1984 (George Orwell) – Dialectic Journal Article Study/SOAPSTone
Rhetorical Term flashcards

12th Grade:

The Kite Runner (Khaled Hosseini)
The Invisible Man (H.G. Wells) – Dialectic Journal

Dual Enrollment/AP Literature:

The Great Divorce (C.S. Lewis)
Kite Runner (Khaled Hosseini) – Dialectic Journal

Dialectic Journal

The function of your “Dialectic Journal” is not to have you summarize your books, but instead to record your thoughts, questions, confusions, frustrations and enlightenments resulting from your reading. Credit will NOT be given for simple summary!

There is to be NO collaboration with other students. Any assistance from the Internet, movies, or secondary sources such as Sparknotes or Shmoop will be viewed as cheating.

The format of a dialectic journal has two distinct sections: the left side is the page number and quote or summary of an issue in the text; the opposite side discusses your thoughts on the issue or quote.

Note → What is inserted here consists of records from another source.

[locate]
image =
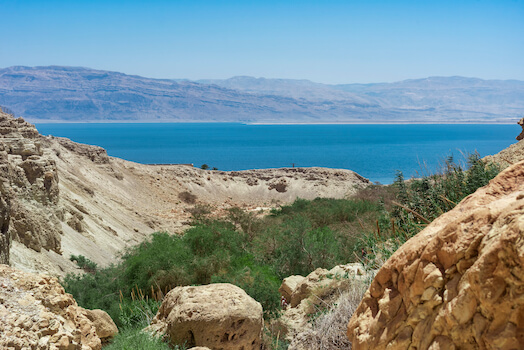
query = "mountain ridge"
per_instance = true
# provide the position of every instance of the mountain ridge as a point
(58, 93)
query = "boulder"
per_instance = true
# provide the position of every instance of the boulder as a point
(220, 316)
(288, 286)
(311, 294)
(29, 190)
(320, 282)
(459, 283)
(36, 313)
(521, 135)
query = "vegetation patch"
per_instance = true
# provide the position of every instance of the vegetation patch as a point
(257, 253)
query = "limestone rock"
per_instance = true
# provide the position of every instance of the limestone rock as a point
(459, 283)
(521, 135)
(220, 316)
(321, 281)
(36, 313)
(288, 286)
(307, 295)
(29, 189)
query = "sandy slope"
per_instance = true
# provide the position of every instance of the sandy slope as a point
(112, 203)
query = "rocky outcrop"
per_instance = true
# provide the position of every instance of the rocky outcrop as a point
(458, 284)
(521, 135)
(36, 313)
(219, 316)
(29, 188)
(61, 198)
(305, 296)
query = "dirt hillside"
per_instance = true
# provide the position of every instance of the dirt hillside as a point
(87, 203)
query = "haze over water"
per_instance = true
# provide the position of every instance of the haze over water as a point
(374, 151)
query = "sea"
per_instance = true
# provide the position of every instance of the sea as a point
(376, 152)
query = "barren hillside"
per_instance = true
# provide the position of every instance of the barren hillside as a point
(65, 198)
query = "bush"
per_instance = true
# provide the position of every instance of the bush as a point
(420, 201)
(84, 263)
(135, 338)
(187, 197)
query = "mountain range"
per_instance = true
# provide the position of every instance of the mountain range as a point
(57, 93)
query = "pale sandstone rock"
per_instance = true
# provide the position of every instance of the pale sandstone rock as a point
(457, 284)
(322, 281)
(288, 286)
(220, 316)
(521, 135)
(30, 185)
(307, 295)
(36, 313)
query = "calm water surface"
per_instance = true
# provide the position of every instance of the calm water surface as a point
(374, 151)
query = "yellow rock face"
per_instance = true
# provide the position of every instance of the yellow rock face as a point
(458, 284)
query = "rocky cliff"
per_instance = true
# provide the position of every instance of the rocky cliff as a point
(458, 284)
(36, 313)
(61, 198)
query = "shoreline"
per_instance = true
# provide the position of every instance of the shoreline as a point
(432, 122)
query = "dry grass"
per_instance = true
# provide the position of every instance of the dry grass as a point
(329, 328)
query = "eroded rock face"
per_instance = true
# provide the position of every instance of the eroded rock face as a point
(521, 135)
(220, 316)
(307, 295)
(36, 313)
(457, 284)
(29, 188)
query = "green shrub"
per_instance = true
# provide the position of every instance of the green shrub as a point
(135, 338)
(84, 263)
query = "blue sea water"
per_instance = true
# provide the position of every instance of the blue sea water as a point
(374, 151)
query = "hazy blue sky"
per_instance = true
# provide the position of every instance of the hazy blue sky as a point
(327, 41)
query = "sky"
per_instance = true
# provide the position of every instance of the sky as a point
(327, 41)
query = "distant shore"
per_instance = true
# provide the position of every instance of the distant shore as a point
(404, 122)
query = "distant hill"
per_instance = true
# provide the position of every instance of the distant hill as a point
(82, 94)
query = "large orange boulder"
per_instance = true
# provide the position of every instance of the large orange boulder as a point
(458, 284)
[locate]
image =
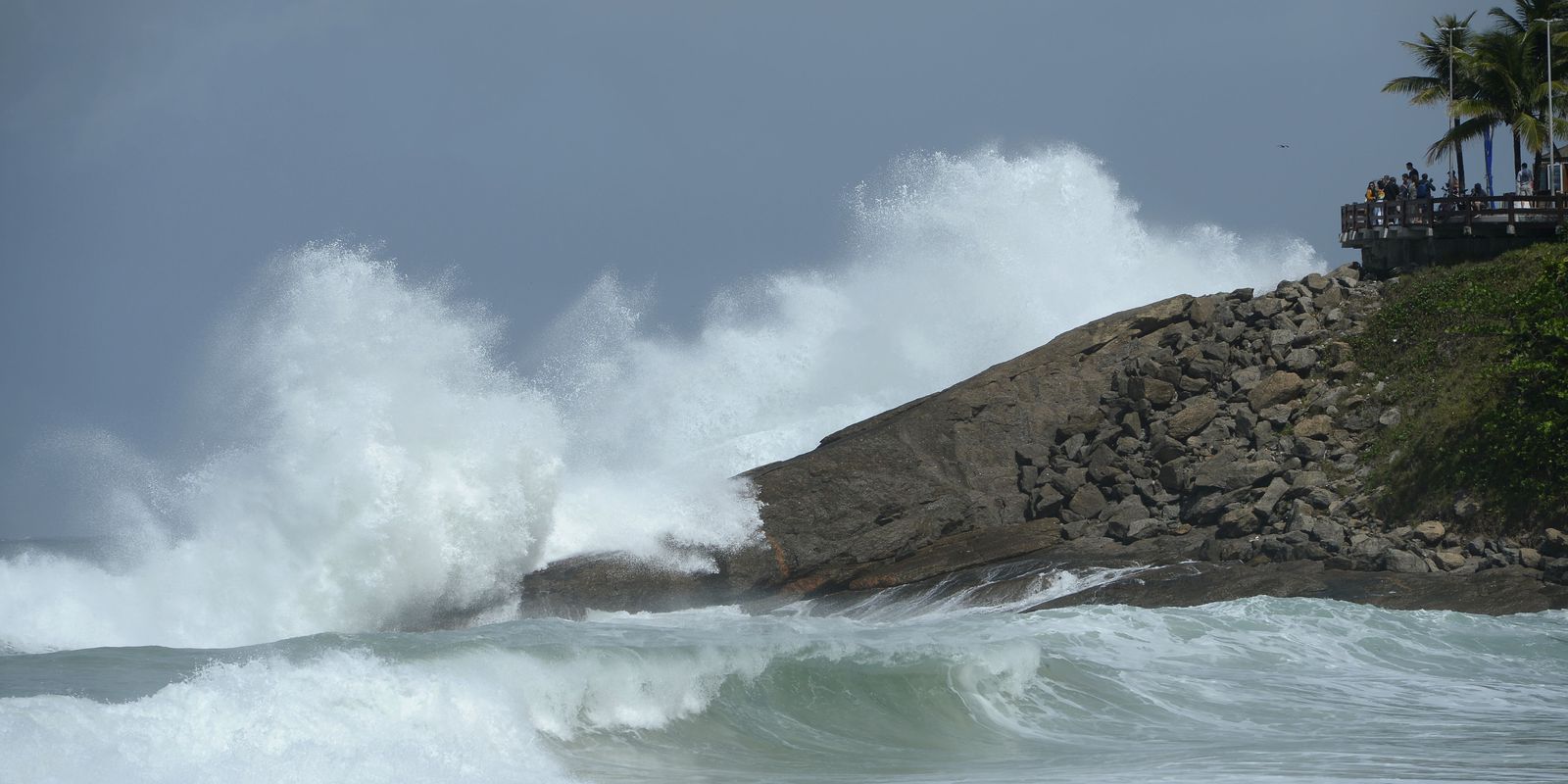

Consider the following for reflection in your journal (as well as other thoughts you will have).

You may use any or none of the following ideas – You might write about:

  1. Any passage or item that puzzles you
  2. Things you agree with and why
  3. Things that you don’t agree with and why
  4. How something makes you feel and why
  5. What you think will happen next and why
  6. How this reading relates to your life
  7. What you think it would be like to live in _____ and why
  8. Your reaction to _____ and why
  9. Things you would like the class to discuss and why
  10. What you would do if you were _________ and why

While there is no required length for each entry, it should be clear that you are employing higher-level thinking skills. In other words, you would be writing more than 1 sentence! You DO NOT have to format your entry in three columns; however, each part of the entry should be clearly identified and not overlapping the next entry.








“Death wrapped itself around me till I was stifled. It stuck to me. I felt that I could touch it. The idea of dying, of no longer being, began to fascinate me. Not to exist any longer”




This is a sad moment for Elie. He has fought to survive but cannot fight any longer. I can’t imagine being fourteen and wanting to die. I can’t imagine being fourteen and losing my family, my dignity, my soul. What a tragedy. Wiesel personifies death to show the control it has over those who are suffering in the camps. This is important because we see that Elie has reached a breaking point. Death has come for him so many times but has failed. This time, however, Elie is too tired to run, too tired to fight. He has had enough. Death is offering a gift—an escape from this hellish existence.